The Traitors: this is why we love to watch deception

Psychologists, lying experts and contestants Paul and Wilf tell us more about the art of deceit on the TV show

Hero image in post
Hero image in post

Psychologists, lying experts and contestants Paul and Wilf tell us more about the art of deceit on the TV show

By Kyle MacNeill24 Jan 2024
9 mins read time
9 mins read time

Castle fever has hit the UK: we’re all obsessed with The Traitors. As one cliche from the show goes, we’re just going by the facts here. Like the fact that social media is now one big Diane stan account. Or the fact that any of us in relationships questioned our own faithfulness after Ross’ camera wink. And the numbers don’t lie – the show reached 4.4 million viewers last week for a single episode. With the final three episodes around the corner, it’s still all to play for.

In case you’ve been banished to a dungeon with no signal and somehow missed out on all of this, The Traitors is a BBC game show which sees 22 strangers living in a castle compete for up to £120,000, building up the prize pot through Raven-for-adults challenges (giant outdoor puzzles and catapulting stuff at other stuff).

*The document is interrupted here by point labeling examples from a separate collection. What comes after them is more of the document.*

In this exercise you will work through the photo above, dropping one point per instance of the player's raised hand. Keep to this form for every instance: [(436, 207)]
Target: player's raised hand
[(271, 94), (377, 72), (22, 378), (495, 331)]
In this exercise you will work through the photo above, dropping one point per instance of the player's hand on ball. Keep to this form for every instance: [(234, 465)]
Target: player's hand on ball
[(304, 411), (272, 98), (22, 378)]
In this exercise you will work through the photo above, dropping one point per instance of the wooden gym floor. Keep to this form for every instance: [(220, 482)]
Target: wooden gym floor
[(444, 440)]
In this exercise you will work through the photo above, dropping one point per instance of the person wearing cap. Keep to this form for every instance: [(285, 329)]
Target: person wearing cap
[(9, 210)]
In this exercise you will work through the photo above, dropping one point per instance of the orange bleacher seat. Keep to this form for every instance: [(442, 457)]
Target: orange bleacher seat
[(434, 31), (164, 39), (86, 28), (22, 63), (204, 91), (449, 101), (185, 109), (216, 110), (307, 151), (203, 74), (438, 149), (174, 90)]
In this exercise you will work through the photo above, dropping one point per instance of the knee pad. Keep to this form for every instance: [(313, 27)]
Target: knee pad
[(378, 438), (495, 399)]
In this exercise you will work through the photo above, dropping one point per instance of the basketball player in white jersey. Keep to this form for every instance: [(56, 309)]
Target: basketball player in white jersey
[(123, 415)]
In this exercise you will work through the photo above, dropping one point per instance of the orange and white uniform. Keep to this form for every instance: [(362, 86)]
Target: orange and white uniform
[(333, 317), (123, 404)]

But while the vast majority of the group are told they will be playing as “faithfuls”, a handful are selected to be “traitors” and can “murder” each night. The task of the faithful is, through round table discussions, to evict the traitors and bag the cash. It’s one of the diciest, most deceitful games TV has ever seen.

But why are we so into it? Obviously, we’re mad for the drama of it all, from Claudia Winkleman’s capacious turtlenecks to a soundtrack that’s basically Florence if her Machine got corrupted by AI. Really, though, it boils down to one thing: the lies. We love them. The slimier, the snakier – hell, the smilier – all the better. But why?

The pleasure of deceit

Lying is part of human nature. Most people lie once or twice a day, with the most deceitful one per cent of us serving up around 15 whoppers a day. It’s part of our wiring. “It's no surprise The Traitors is successful: it taps into something that is fundamental to who we are,” Ian Leslie, author of Born Liars, tells woo.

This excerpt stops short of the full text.